Finland, which is considering joining NATO, on Thursday welcomed an alliance vow to protect the Nordic country from any Russian interference during its potential application process.
Finland and Sweden, both militarily non-aligned, are debating whether to seek NATO membership as a deterrent against potential Russian aggression in the wake of Moscow’s invasion of Ukraine.
But the countries’ leaders have acknowledged the Nordic states could be left open to Russian cyberattacks or territorial violations in the months before a bid is ratified.
NATO chief Jens Stoltenberg, speaking to reporters in Brussels on Thursday, said he was “certain that we will be able to find arrangements for that interim period between (the time when) Finland and Sweden apply and until the formal ratification is finalized.”
Stoltenberg later spoke to Finnish President Sauli Niinisto in a telephone call.

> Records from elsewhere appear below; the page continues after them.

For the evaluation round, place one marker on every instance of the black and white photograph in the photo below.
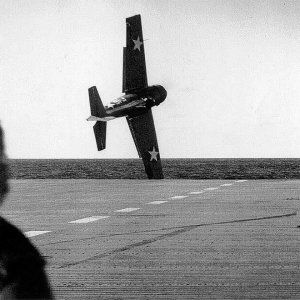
(149, 149)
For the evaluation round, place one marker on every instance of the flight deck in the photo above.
(163, 239)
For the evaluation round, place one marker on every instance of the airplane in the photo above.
(135, 104)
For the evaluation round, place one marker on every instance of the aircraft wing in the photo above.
(144, 136)
(134, 64)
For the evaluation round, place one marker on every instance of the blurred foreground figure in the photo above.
(22, 274)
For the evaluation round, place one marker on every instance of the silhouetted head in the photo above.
(3, 169)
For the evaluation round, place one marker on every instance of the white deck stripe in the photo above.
(34, 233)
(89, 219)
(157, 202)
(128, 209)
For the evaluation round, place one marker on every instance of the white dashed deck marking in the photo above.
(179, 197)
(34, 233)
(210, 189)
(89, 219)
(128, 209)
(157, 202)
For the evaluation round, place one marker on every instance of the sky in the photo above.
(231, 69)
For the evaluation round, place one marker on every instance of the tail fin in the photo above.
(100, 134)
(97, 108)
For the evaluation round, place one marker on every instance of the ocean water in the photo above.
(271, 168)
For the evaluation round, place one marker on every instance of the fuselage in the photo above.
(134, 103)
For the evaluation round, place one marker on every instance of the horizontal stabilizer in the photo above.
(97, 108)
(100, 134)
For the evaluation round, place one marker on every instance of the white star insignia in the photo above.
(137, 44)
(153, 154)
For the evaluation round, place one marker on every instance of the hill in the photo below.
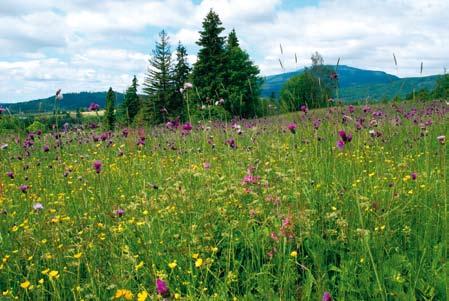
(359, 84)
(70, 102)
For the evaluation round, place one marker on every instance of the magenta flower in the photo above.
(24, 188)
(93, 107)
(38, 207)
(119, 212)
(292, 127)
(97, 166)
(231, 143)
(125, 132)
(327, 296)
(162, 288)
(345, 137)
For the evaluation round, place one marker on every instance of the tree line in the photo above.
(223, 82)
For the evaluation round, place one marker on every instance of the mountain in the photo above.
(400, 87)
(355, 84)
(70, 102)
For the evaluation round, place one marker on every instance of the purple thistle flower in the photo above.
(162, 288)
(93, 107)
(119, 212)
(97, 166)
(327, 296)
(345, 137)
(292, 127)
(38, 207)
(340, 144)
(231, 143)
(24, 188)
(186, 128)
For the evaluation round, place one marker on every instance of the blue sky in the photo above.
(85, 45)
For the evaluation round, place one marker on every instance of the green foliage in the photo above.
(242, 80)
(131, 104)
(303, 89)
(109, 115)
(442, 87)
(181, 73)
(36, 126)
(210, 112)
(209, 70)
(71, 102)
(158, 85)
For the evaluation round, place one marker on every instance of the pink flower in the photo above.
(97, 166)
(340, 144)
(162, 288)
(327, 296)
(292, 127)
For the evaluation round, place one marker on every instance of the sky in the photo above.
(87, 45)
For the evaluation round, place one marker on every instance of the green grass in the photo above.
(314, 218)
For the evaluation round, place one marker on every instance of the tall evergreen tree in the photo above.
(242, 80)
(208, 72)
(131, 103)
(109, 114)
(180, 76)
(158, 84)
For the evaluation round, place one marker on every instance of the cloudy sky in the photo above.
(86, 45)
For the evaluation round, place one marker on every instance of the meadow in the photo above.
(341, 203)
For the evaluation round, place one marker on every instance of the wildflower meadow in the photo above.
(339, 203)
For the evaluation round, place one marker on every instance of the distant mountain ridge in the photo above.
(356, 84)
(70, 102)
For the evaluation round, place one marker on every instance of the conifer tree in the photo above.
(180, 76)
(158, 84)
(109, 115)
(242, 80)
(131, 103)
(208, 72)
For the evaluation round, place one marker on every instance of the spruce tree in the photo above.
(208, 72)
(242, 80)
(131, 104)
(180, 76)
(158, 84)
(109, 114)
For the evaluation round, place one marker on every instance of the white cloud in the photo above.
(91, 45)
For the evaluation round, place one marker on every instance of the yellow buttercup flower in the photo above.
(142, 296)
(26, 284)
(53, 274)
(123, 293)
(199, 262)
(172, 265)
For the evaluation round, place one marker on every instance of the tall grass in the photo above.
(275, 216)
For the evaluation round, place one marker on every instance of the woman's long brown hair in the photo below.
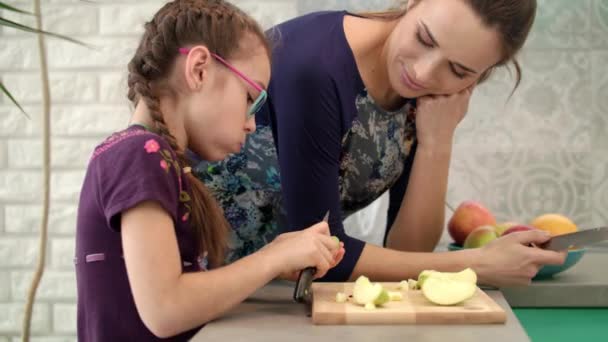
(512, 19)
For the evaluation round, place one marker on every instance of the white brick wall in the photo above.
(89, 102)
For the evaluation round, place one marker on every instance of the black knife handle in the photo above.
(303, 284)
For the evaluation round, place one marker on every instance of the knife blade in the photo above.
(577, 239)
(301, 293)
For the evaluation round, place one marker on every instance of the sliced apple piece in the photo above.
(467, 275)
(444, 291)
(364, 292)
(403, 285)
(395, 296)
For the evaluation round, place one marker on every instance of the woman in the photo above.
(363, 104)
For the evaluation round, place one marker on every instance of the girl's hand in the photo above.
(438, 115)
(509, 261)
(311, 247)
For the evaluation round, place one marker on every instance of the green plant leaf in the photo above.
(10, 23)
(11, 8)
(7, 93)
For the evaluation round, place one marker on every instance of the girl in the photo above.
(363, 104)
(147, 229)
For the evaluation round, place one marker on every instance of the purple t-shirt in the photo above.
(128, 168)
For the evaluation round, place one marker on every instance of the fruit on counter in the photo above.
(502, 227)
(443, 291)
(449, 288)
(466, 275)
(366, 292)
(518, 228)
(395, 296)
(555, 224)
(468, 216)
(336, 239)
(480, 237)
(423, 276)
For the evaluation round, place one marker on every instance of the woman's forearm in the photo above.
(420, 221)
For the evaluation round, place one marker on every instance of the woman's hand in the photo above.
(509, 261)
(311, 247)
(437, 117)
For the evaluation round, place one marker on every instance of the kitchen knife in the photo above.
(577, 239)
(302, 290)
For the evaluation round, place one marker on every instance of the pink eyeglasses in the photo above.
(259, 101)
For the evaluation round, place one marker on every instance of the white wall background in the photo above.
(545, 150)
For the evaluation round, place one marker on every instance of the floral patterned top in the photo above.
(330, 145)
(128, 168)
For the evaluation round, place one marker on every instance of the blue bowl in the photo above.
(547, 271)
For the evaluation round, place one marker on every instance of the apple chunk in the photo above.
(444, 291)
(448, 288)
(364, 292)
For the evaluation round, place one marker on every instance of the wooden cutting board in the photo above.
(413, 309)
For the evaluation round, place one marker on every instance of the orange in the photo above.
(555, 224)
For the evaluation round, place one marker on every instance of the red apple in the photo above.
(468, 216)
(480, 236)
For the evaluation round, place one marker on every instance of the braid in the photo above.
(220, 26)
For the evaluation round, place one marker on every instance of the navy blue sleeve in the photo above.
(397, 191)
(308, 136)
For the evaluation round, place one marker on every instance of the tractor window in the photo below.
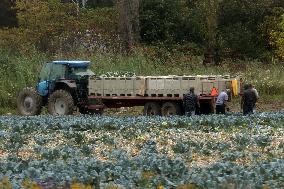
(57, 71)
(45, 71)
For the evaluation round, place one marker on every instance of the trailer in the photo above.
(67, 86)
(159, 95)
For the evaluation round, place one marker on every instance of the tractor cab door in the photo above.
(49, 74)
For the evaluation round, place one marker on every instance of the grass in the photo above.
(21, 70)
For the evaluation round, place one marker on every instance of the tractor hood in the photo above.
(73, 63)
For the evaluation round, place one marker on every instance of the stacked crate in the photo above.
(157, 86)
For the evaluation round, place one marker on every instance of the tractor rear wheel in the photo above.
(171, 108)
(152, 109)
(29, 102)
(60, 103)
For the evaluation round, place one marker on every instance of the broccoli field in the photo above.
(208, 151)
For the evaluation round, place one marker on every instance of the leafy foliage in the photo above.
(198, 151)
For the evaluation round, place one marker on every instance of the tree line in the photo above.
(216, 29)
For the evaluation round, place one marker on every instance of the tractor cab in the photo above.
(62, 74)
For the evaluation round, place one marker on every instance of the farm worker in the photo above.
(190, 102)
(257, 97)
(248, 100)
(221, 102)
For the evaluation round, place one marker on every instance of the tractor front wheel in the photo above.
(29, 102)
(60, 103)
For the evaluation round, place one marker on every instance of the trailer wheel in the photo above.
(171, 108)
(152, 109)
(29, 102)
(91, 112)
(60, 103)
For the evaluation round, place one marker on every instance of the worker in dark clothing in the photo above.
(248, 100)
(190, 102)
(221, 102)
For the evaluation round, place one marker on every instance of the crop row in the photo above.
(212, 151)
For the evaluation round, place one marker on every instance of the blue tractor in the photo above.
(62, 87)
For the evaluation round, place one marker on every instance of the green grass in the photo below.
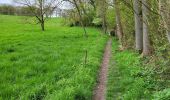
(127, 79)
(48, 65)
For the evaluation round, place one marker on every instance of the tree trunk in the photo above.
(81, 19)
(101, 13)
(163, 10)
(138, 25)
(146, 41)
(119, 29)
(42, 26)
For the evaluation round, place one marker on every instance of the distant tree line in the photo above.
(15, 10)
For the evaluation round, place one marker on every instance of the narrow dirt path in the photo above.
(99, 93)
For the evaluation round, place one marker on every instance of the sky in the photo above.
(64, 6)
(6, 1)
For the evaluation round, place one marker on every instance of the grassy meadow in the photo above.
(48, 65)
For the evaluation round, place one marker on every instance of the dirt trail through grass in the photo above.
(99, 93)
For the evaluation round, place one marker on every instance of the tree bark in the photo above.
(119, 29)
(81, 19)
(146, 41)
(164, 12)
(138, 25)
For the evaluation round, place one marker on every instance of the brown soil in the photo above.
(100, 90)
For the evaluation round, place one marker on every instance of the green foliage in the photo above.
(97, 22)
(47, 65)
(127, 80)
(162, 95)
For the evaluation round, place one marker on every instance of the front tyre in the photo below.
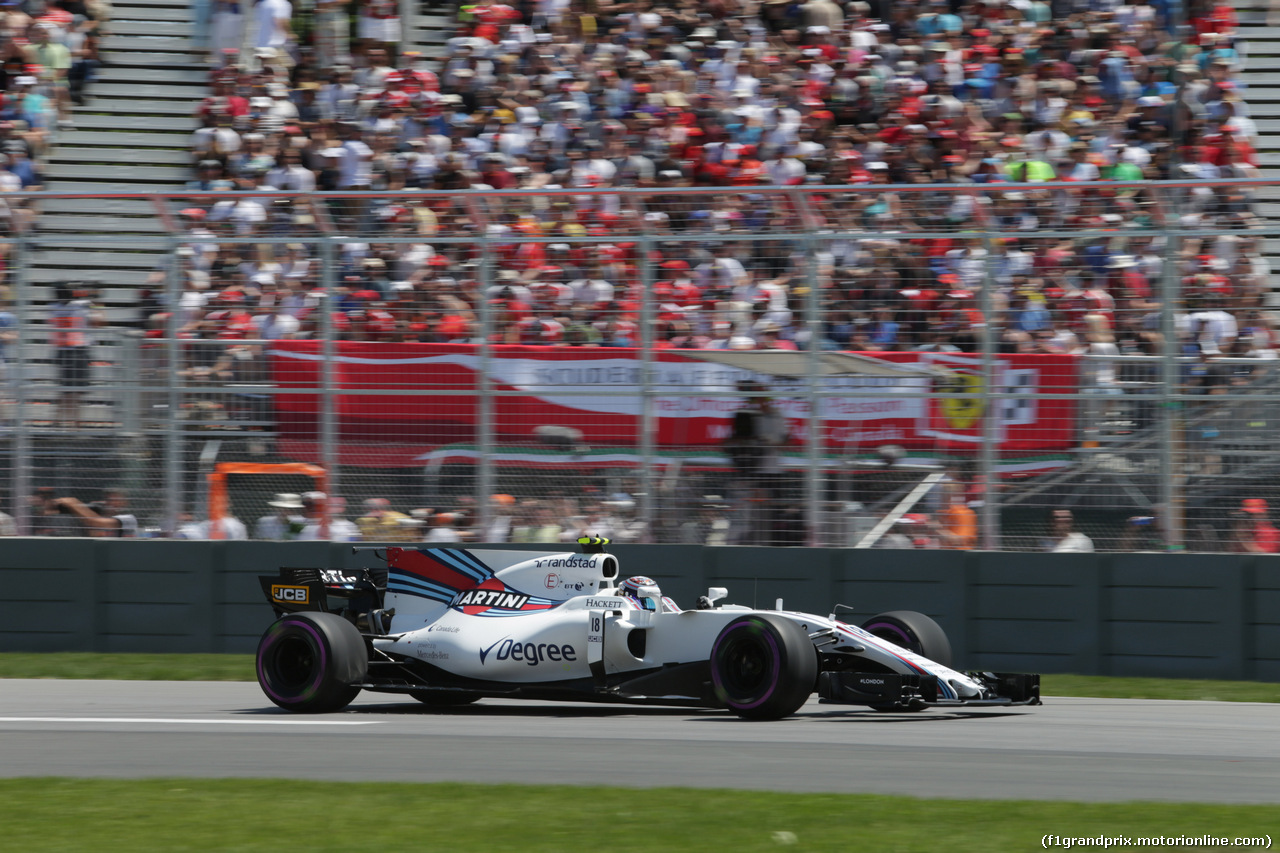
(311, 662)
(763, 666)
(915, 633)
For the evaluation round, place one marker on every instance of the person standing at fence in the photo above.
(314, 503)
(1066, 538)
(958, 523)
(284, 523)
(55, 62)
(332, 33)
(1260, 534)
(72, 316)
(109, 518)
(757, 436)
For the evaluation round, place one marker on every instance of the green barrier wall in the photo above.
(1134, 614)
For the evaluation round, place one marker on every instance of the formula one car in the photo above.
(449, 626)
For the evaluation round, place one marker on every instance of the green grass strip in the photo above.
(240, 667)
(274, 815)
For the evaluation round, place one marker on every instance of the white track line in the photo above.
(183, 721)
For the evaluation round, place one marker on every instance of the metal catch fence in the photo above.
(1004, 366)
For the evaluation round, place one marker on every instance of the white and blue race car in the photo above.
(449, 626)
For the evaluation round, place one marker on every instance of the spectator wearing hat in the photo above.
(323, 511)
(286, 523)
(54, 62)
(1065, 538)
(380, 523)
(1260, 534)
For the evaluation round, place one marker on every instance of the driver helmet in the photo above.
(631, 589)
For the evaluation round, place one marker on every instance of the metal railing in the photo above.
(533, 364)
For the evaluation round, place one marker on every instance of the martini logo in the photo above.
(492, 598)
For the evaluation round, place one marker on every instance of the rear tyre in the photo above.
(915, 633)
(444, 698)
(311, 662)
(763, 667)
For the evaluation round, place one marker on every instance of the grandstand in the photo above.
(726, 106)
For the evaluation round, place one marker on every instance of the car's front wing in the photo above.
(894, 689)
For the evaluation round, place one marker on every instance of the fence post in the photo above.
(21, 428)
(648, 422)
(1171, 461)
(991, 425)
(484, 388)
(814, 443)
(173, 489)
(328, 405)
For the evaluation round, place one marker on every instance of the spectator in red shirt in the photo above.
(1262, 536)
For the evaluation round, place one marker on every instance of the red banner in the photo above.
(597, 391)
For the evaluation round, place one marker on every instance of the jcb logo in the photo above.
(963, 413)
(292, 594)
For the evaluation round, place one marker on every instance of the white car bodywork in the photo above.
(547, 617)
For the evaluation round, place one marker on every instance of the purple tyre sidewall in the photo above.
(274, 634)
(903, 638)
(776, 660)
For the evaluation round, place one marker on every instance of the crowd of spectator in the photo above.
(743, 97)
(48, 56)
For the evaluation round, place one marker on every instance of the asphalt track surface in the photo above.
(1075, 749)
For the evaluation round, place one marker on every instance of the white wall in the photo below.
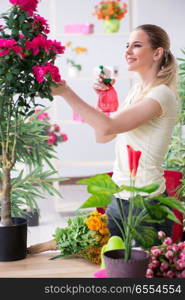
(81, 155)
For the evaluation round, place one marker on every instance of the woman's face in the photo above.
(139, 54)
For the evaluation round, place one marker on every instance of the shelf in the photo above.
(93, 34)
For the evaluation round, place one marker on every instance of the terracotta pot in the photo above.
(116, 266)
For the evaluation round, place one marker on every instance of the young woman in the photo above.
(147, 117)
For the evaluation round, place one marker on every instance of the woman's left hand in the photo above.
(61, 89)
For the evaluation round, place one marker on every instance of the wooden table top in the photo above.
(39, 266)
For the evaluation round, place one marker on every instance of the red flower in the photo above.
(41, 71)
(9, 45)
(52, 138)
(64, 137)
(40, 24)
(133, 157)
(28, 5)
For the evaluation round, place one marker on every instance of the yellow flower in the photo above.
(104, 231)
(94, 223)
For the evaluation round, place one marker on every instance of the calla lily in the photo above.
(133, 158)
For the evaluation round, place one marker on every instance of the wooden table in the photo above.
(39, 266)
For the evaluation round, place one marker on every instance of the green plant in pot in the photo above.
(150, 209)
(175, 157)
(27, 70)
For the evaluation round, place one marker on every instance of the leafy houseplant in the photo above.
(27, 70)
(102, 187)
(84, 236)
(111, 12)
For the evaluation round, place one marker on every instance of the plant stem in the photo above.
(128, 233)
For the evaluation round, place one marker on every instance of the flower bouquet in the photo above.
(111, 12)
(143, 207)
(51, 130)
(167, 260)
(84, 236)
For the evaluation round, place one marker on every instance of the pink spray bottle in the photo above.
(108, 99)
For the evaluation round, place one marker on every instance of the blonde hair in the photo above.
(167, 73)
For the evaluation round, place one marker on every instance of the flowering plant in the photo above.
(75, 51)
(53, 131)
(108, 10)
(84, 236)
(27, 70)
(168, 259)
(141, 209)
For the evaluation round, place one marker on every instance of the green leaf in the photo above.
(97, 201)
(171, 202)
(155, 211)
(146, 236)
(145, 189)
(170, 214)
(101, 183)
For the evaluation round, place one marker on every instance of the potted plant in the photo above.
(175, 157)
(101, 187)
(84, 236)
(111, 12)
(27, 70)
(74, 67)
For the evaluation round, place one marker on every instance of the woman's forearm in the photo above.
(96, 119)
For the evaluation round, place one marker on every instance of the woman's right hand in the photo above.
(99, 85)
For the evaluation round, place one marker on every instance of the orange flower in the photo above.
(94, 223)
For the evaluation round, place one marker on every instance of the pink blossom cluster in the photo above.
(7, 45)
(52, 130)
(40, 42)
(28, 5)
(40, 72)
(167, 260)
(40, 24)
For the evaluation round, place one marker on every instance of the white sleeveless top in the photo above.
(151, 138)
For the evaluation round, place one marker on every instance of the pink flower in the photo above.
(52, 138)
(149, 273)
(170, 274)
(169, 254)
(64, 137)
(180, 264)
(156, 252)
(40, 42)
(175, 247)
(183, 274)
(161, 235)
(41, 71)
(40, 24)
(164, 266)
(168, 241)
(28, 5)
(7, 45)
(181, 245)
(56, 127)
(43, 116)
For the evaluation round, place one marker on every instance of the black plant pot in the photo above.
(116, 266)
(13, 240)
(32, 218)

“Stoltenberg again gave strong support for Finland’s decision,” Niinisto said in a statement, providing no other details about their discussion.
Niinisto said they would meet face-to-face soon.
The Finnish Prime Minister Sanna Marin said on Thursday in Athens that a decision on the country’s NATO membership “will be taken very soon.”
“Our message to NATO allies is this: If Finland will join NATO we will contribute to the security of the whole alliance,” Marin said during a joint news conference with the Greek Prime Minister Kyriakos Mitsotakis.
On April 20, Finland’s parliament began debating whether to seek NATO membership, after Russia’s invasion of Ukraine sparked a surge in political and public support for joining the military alliance.
The Finnish PM said the parliament and the government, together with the president, will assess all the implications of the new security situation and will have to consider the question of whether to apply for membership.
Many analysts believe the country’s leaders will decide in mid-May on whether to join, which would allow for an application to be submitted before NATO leaders meet for a summit in June.
Any membership bid must be accepted by all 30 NATO states, a process that could take four months to a year.